Yesterday was an enlightening day. At work, I’m trying to compare two protein structures — one is a higher-resolution version of the other. I’m plotting a certain characteristic of each against the other and finding the slope of the line. Great news! There’s a really cool trend between pairs of structures. My boss asked me to switch the X and Y axes around, since one typically puts the newer data on the Y, and the data to which it’s being compared on the X.

So I did, and guess what? The slopes don’t match! That’s right, switching the axes around doesn’t necessarily result in an inverse slope when you’re doing a linear regression. Why, you ask? Because the technique only minimizes for the Y direction. Suddenly my really cool trend isn’t a trend at all, and all the slopes are equal within error.

What we’ve decided to do is put the more accurate data in the X axis, to better account for the larger error on the Y axis using linear regression.

If any of you know much statistics, I’d like to hear a more accurate, better way to come up with a slope that’s robust to flipping the axes (perhaps by minimizing both X and Y distances or residuals?). This method needs to already be implemented in some open-source program and fairly trivial to learn.

[Gentoo] Focusing Gentoo without forking it

Mark Shuttleworth posted (Thanks to Steve O’Grady for the link) about how Ubuntu focuses in a few specific areas, but Debian is a more general plateau. One can trivially draw the parallel between Gentoo and Debian, so his points are equally applicable to us. Most Gentoo developers draw the most pleasure from working near the bleeding edge, not from trying to backport fixes and fix old stable software.

Perhaps this is because it requires more creativity and less monotony. I certainly feel more challenged and fulfilled by packaging new software (such as the system-config-* utilities I did last weekend) than by fixing some simple bugs for random stable packages.

But this raises some new questions: Can Gentoo develop specific “peaks” in conflicting areas, without forcing new subdistributions to form that focus on them? If so, how? Stuart Herbert and I threw around some ideas shortly after I started a discussion about whether democracy works for Gentoo, and our lack of goals.

Stuart’s idea, which I like, is preparing specific “releases” for certain vertical markets. Yeah, I said “vertical markets.” WTH is that? Just a given group of people using Gentoo for a certain purpose, such as a LAMP stack, an HPC cluster or a development workstation. One could create a LiveCD with an installer image tailored to, and preconfigured for, a LAMP server. The key here, as Stuart pointed out in our discussion, is making things “just work,” not just installing the packages and leaving the user to set everything up. But we’d need more than just the LiveCD, because clearly people want to maintain the installation. Perhaps adding a series of profiles for these vertical markets could do the trick. Some developers have already tested this concept with GNAP, the Gentoo Network APpliance, but not in a formalized way that pushes into a number of different areas.

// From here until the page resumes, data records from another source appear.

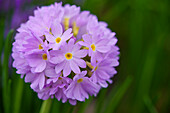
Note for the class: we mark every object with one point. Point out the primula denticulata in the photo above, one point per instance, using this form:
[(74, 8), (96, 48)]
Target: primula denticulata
[(65, 53)]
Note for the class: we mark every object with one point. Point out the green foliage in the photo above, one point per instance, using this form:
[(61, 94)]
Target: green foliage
[(142, 28)]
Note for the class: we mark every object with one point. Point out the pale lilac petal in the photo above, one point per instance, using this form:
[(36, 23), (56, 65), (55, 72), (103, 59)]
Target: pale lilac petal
[(67, 69), (80, 53), (49, 37), (67, 34), (74, 67), (56, 29), (41, 80), (40, 67), (59, 67), (103, 49), (80, 62)]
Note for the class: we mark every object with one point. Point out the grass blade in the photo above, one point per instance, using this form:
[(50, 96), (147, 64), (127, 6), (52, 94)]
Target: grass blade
[(114, 101), (46, 106), (149, 104), (18, 94)]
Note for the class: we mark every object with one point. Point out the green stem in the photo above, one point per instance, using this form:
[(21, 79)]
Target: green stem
[(5, 77), (46, 106)]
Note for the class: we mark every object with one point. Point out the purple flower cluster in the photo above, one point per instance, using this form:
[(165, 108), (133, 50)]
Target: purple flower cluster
[(65, 54)]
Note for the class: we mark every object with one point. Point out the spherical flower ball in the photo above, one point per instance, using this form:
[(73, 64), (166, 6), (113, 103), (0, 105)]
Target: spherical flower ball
[(65, 53)]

[Gentoo] Lots of new GUI config tools

For ages, I’ve thought Gentoo has a major lack in GUI tools to configure various stuff like X, sound, etc. Finally I got sick of it, so this weekend I packaged most of Red Hat’s tools. It really bothers me that every distro writes its own tools from scratch when they’re mostly portable, so I decided to do something about it.

I did most of the work on Friday, and then some cleanup through the rest of the weekend when I wasn’t busy with friends and such. The vast majority simply need a small patch to migrate them to the Gentoo way: chkconfig to rc-update, /etc/rc.d/init.d to /etc/init.d, /sbin/service to /etc/init.d, and the occasional difference in file locations (/etc/ to /etc/bind/, and some PAM modules for authconfig).

Here’s the list:
authconfig (system-config-authentication)
firstboot
hwbrowser
system-config-bind
system-config-date
system-config-display
system-config-httpd
system-config-keyboard
system-config-language
system-config-lvm
system-config-nfs
system-config-printer
system-config-samba
system-config-soundcard
system-config-users

There’s a couple more I may add, such as system-config-cluster and system-config-netboot.

They’re all hard-masked right now, but give them a shot. Please submit patches if something doesn’t work, rather than just whining about it. After all, they are masked.

I have some hopes that I can substitute these tools into our LiveCD builds for the current ones. Some experiments today showed that they can come up with at least the basics of autoconfiguration, and I know they have the capability to write config files as well. Anyone got an idea for how to figure out when to use binary drivers?